12 years ago I coined the terms “joint mobility” and “circular strength” to refer to this most critical attribute of fitness upon which all others are built. In the decade+ that I’ve been traveling the world speaking to various strength and conditioning, fitness, yoga, wellness, academic and clinical organizations, I’ve seen Mobility elevate itself most appropriately to the #1 Attribute.
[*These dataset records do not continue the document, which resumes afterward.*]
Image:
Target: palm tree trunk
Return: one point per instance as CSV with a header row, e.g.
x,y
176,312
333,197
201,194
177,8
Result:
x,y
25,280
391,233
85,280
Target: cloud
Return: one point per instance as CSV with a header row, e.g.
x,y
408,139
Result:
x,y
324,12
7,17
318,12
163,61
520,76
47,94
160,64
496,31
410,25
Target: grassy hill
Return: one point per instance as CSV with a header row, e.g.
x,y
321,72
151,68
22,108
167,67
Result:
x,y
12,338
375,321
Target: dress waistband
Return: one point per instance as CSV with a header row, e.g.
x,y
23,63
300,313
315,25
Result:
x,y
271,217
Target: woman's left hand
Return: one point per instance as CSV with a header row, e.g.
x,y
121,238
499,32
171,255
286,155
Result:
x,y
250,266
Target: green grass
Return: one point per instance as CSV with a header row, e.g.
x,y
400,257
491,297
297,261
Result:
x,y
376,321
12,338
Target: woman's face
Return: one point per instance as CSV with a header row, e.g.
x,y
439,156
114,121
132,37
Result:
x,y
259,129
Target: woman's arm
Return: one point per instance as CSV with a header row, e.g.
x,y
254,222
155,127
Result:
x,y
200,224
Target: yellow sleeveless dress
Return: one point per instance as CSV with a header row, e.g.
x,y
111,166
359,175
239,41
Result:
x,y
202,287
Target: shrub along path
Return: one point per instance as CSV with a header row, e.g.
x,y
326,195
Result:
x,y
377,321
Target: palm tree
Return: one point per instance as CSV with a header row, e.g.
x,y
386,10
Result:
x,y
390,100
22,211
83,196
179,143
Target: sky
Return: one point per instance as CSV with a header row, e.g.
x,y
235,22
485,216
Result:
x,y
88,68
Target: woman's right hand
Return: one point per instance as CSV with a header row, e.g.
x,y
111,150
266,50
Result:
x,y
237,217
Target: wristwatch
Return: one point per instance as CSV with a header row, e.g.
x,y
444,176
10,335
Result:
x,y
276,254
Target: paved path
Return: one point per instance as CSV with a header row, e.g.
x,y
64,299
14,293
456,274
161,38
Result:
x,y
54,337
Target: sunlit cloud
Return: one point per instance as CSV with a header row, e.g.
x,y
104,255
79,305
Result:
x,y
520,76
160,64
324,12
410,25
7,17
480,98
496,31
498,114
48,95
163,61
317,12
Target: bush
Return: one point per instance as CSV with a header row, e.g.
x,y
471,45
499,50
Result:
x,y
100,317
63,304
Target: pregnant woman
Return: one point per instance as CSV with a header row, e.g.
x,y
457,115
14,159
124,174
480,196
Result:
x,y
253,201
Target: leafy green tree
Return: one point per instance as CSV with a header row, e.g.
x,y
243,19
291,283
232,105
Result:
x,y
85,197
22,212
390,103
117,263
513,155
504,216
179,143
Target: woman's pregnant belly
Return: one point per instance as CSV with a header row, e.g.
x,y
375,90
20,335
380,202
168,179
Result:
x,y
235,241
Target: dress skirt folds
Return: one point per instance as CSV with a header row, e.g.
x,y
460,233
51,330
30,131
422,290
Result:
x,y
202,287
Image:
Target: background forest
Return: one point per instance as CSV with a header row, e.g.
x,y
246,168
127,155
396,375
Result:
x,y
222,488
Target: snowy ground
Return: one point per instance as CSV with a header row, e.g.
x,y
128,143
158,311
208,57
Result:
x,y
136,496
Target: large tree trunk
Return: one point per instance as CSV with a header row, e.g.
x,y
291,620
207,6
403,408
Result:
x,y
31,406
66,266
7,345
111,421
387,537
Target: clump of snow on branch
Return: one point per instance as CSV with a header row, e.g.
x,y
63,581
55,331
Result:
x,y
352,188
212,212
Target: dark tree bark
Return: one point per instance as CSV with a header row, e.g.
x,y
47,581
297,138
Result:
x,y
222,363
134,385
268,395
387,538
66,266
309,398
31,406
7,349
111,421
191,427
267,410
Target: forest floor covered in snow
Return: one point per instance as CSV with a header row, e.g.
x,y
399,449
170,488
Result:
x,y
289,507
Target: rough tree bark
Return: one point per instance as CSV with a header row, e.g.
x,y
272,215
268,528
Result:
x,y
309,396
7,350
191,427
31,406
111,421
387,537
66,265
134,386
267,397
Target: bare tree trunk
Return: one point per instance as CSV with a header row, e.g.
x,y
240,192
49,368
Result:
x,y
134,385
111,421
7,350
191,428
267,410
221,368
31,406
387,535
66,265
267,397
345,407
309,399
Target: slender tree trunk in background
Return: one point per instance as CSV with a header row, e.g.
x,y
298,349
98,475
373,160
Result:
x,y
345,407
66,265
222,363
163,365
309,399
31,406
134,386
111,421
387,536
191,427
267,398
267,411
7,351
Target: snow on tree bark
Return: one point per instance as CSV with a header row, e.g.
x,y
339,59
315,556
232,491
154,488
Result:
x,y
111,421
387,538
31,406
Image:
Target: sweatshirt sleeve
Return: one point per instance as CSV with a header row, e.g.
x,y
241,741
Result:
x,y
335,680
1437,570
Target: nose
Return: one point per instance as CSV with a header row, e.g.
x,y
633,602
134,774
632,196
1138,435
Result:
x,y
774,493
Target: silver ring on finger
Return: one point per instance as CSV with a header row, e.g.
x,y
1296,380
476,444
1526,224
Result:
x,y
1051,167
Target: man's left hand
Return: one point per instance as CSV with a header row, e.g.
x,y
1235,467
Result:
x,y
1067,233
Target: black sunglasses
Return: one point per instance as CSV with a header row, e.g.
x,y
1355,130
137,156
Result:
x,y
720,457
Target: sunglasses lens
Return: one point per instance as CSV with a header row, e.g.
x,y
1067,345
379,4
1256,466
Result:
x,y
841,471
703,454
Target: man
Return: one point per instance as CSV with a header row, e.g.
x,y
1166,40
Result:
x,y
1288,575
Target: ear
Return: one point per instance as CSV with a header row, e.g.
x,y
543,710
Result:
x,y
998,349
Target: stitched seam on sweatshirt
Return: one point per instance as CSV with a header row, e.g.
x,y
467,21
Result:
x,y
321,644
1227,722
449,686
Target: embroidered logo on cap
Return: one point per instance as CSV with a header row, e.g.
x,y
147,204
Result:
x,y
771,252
  • I’m not the strongest man, but I can perform strength feats that most people on the planet cannot, such as single arm swiping the 45lbs Clubbell and holding the record for most single arm 25lbs Clubbell Mills in an hour (1,433).
  • I’m not the fastest man, but I’ve finished a 42 mile / 68km “ultra” distance marathon in just under 14 hours.
  • I may have been branded the “most uncoordinated athlete” in high school, but I’ve performed at the Bolshoy Theater in Russia.
  • I may not be the toughest man, but I have won international championships in Russian Sambo submission fighting and Chinese Sanshou kickboxing against far genetically superior opponents.
  • I’m not motorically gifted (due to an array of childhood physical and mental “disabilities”), but I’ve become a sought-after yoga guru presenting in 9 countries on different aspects of motor development and accelerated human performance.
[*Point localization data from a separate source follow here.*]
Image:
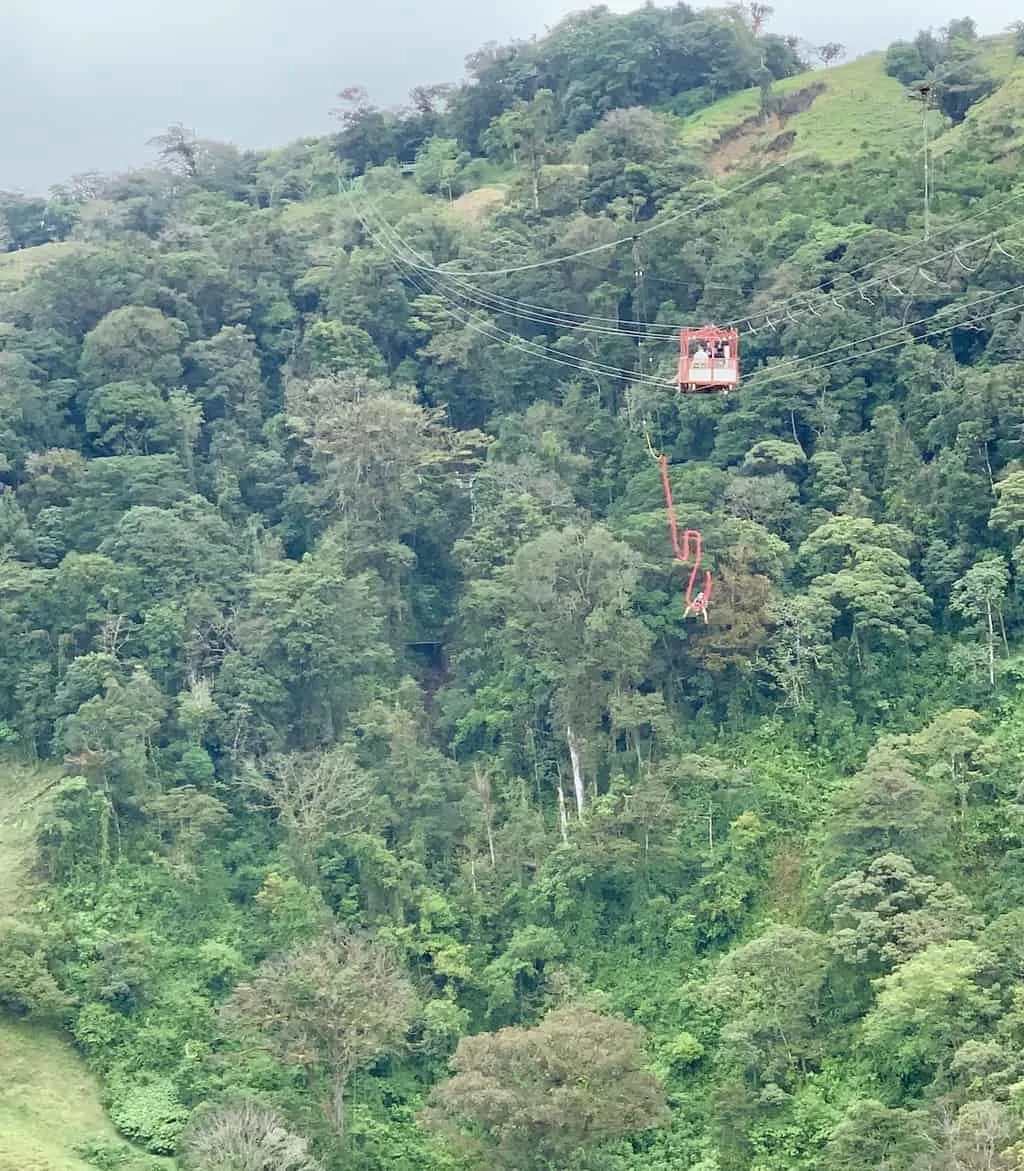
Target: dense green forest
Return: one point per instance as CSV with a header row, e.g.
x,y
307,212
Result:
x,y
381,808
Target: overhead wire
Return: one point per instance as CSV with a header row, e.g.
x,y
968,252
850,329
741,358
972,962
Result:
x,y
657,226
547,315
495,333
771,374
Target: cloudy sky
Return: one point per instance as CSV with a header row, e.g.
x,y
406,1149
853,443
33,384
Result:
x,y
84,83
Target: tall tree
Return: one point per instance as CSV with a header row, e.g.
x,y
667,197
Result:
x,y
327,1007
532,1097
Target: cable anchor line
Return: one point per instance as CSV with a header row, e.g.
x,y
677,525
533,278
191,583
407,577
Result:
x,y
685,548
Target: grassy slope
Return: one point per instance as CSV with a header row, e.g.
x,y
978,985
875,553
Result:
x,y
861,109
49,1103
15,266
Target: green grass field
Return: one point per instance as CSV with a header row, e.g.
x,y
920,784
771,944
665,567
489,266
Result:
x,y
15,267
49,1103
861,108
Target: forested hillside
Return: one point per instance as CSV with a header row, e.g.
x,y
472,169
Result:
x,y
368,801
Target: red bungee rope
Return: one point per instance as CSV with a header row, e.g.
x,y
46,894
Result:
x,y
690,546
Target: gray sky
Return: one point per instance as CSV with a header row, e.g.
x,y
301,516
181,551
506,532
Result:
x,y
84,83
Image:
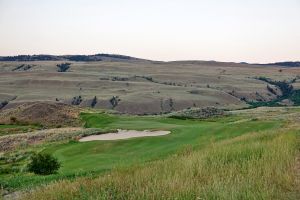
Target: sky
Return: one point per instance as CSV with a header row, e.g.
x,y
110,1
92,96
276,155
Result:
x,y
255,31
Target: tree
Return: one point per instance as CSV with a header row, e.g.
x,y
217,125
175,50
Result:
x,y
43,164
63,67
94,102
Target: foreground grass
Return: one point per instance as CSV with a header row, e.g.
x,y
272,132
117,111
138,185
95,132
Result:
x,y
257,165
98,157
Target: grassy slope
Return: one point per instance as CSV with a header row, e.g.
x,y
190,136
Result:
x,y
98,156
13,129
256,165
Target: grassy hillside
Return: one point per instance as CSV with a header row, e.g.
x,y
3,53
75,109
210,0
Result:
x,y
220,160
139,86
209,157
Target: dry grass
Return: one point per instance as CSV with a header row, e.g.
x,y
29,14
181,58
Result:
x,y
253,166
186,83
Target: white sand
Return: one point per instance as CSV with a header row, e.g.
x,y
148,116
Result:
x,y
123,134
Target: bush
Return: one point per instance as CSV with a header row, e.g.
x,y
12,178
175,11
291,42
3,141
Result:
x,y
43,164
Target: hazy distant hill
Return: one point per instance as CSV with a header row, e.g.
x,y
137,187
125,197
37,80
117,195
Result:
x,y
77,58
284,64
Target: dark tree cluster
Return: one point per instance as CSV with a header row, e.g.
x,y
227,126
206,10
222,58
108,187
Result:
x,y
63,67
94,102
76,100
114,101
43,164
3,104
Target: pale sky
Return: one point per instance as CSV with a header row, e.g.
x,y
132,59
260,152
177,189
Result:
x,y
224,30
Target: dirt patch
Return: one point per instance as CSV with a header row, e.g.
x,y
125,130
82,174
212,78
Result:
x,y
44,113
124,134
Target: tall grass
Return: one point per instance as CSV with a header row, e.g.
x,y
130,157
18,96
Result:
x,y
252,166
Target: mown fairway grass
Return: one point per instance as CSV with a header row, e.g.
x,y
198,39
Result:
x,y
92,158
248,160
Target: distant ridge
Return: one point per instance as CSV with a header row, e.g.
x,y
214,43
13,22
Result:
x,y
76,58
283,64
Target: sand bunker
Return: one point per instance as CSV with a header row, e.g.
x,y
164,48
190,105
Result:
x,y
123,134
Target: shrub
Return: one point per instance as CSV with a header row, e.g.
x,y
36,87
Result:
x,y
63,67
13,120
43,164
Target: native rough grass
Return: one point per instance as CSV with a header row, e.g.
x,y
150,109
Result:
x,y
258,165
143,87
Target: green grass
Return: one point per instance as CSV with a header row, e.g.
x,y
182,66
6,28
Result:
x,y
92,158
258,165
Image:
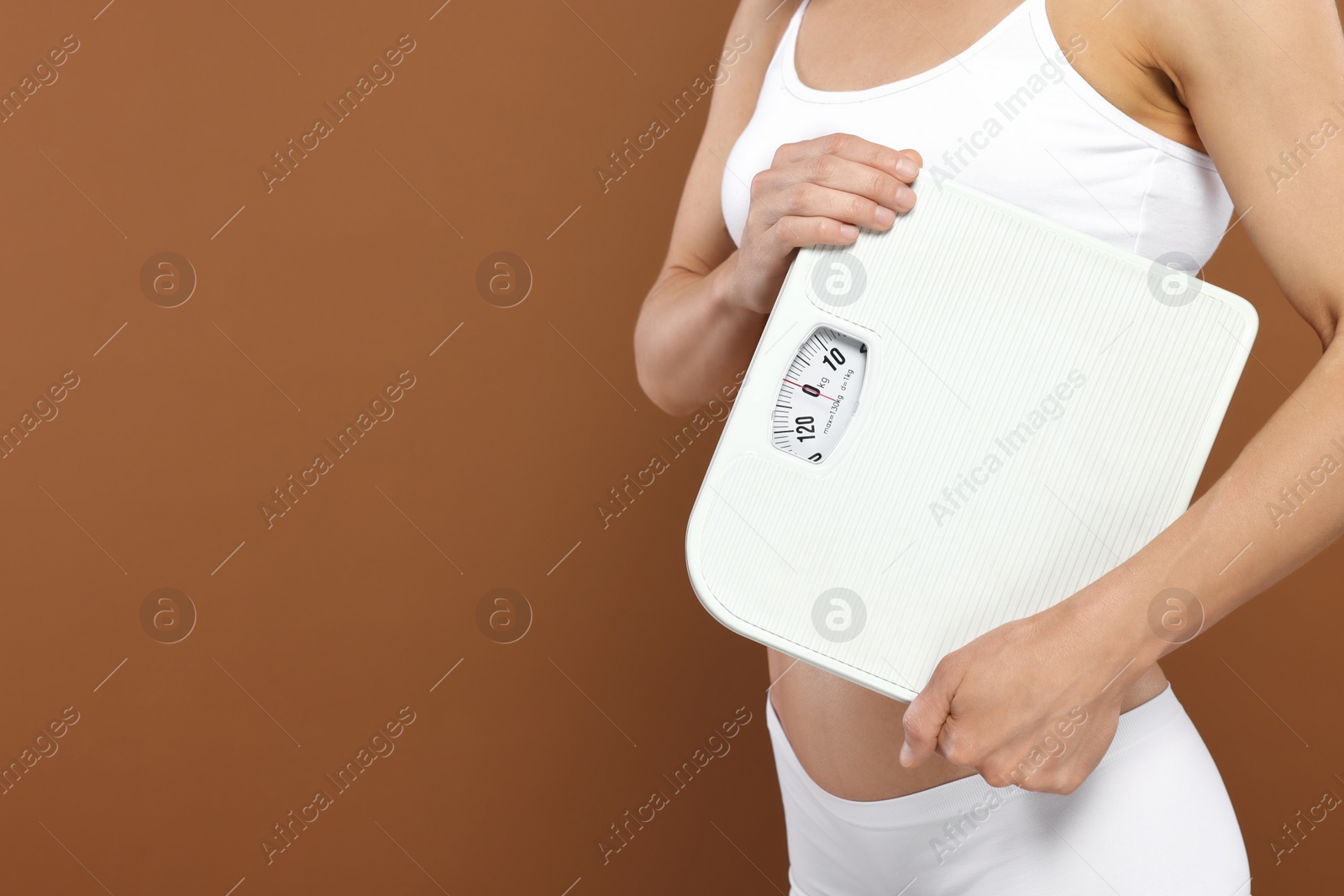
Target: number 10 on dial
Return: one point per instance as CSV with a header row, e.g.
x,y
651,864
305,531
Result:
x,y
819,394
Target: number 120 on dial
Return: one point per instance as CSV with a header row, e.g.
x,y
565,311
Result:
x,y
819,394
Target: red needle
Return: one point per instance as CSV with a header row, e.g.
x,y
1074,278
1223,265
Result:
x,y
800,385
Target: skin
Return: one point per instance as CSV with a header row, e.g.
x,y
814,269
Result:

The only reason that I’ve been able to accomplish these achievements has been because of Mobility. If you haven’t seen it already, here’s a short video sneak peak at where you can go with your mobility development.
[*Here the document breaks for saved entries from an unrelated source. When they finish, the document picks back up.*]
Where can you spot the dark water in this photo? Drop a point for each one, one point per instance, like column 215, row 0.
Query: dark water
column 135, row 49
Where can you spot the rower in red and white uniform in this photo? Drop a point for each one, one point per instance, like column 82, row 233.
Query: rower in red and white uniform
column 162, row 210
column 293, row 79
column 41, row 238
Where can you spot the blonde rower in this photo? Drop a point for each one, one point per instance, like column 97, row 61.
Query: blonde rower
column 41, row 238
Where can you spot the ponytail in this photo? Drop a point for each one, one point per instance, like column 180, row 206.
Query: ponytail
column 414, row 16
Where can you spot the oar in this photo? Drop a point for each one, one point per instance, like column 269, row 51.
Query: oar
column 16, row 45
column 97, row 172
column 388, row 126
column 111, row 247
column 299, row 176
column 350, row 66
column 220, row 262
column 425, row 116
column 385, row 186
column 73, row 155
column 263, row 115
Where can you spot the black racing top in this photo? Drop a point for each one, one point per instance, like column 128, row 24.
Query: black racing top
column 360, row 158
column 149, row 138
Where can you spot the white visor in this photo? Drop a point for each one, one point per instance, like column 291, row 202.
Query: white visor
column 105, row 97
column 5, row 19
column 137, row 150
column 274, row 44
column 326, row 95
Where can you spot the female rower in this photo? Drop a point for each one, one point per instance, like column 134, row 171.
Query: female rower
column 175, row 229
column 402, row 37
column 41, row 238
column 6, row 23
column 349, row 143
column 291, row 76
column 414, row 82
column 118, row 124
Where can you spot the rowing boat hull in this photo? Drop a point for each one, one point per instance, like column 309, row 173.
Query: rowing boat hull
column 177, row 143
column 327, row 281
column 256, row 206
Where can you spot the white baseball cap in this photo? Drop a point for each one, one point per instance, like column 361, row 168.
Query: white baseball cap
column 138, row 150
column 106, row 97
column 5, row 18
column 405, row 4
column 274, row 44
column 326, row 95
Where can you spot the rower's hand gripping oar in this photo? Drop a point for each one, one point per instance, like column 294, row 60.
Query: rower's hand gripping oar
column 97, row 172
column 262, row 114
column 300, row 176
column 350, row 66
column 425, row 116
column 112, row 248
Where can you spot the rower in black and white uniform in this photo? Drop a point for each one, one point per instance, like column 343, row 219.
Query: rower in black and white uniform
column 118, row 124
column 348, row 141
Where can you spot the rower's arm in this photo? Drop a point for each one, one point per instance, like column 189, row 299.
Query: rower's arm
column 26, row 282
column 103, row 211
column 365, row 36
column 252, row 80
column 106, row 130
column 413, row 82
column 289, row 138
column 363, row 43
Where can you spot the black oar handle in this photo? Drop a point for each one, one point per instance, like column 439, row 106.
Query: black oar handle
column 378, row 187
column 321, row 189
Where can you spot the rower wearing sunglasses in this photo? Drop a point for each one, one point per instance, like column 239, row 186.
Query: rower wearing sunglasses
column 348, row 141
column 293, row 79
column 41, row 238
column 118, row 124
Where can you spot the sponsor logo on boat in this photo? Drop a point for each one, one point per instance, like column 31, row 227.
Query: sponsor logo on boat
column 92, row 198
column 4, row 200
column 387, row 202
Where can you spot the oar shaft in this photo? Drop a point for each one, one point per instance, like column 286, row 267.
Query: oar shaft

Most people (named the “Late Majority” and the “Laggards” by Malcolm Gladwell in his book, “The Tipping Point”) await the appearance of competing products rather than investing in the innovator’s visionary release. But with the increased number of professionals teaching mobility, the public is beginning to realize Mobility is not a gimmick.

I created Z-Health years ago as an early experiment into systematizing joint mobility; now operated by a former student of mine, Eric Cobb. Pavel Tsatsouline credits me for the mobility exercises in his book on the subject. Steve Maxwell, a former student, credits me in his videos. Each of these new competing products in the market place reinforces customer faith that the original innovation is the “real deal.”

What can you do right now? Begin by performing circles with each of your joints everyday: neck, shoulders, elbows, wrists, fingers, thorax, lower back, pelvis, hips, knees, ankles and toes. Start with 3 circles in each direction. Don’t go into, but rather around pain. Only shave off the tension; don’t force it. On a scale of 1-10, 10 being the worst pain, go to a 3: it should be uncomfortable but not very uncomfortable.

The benefits are astronomical! Mobility is life! MOVE IT OR LOSE IT!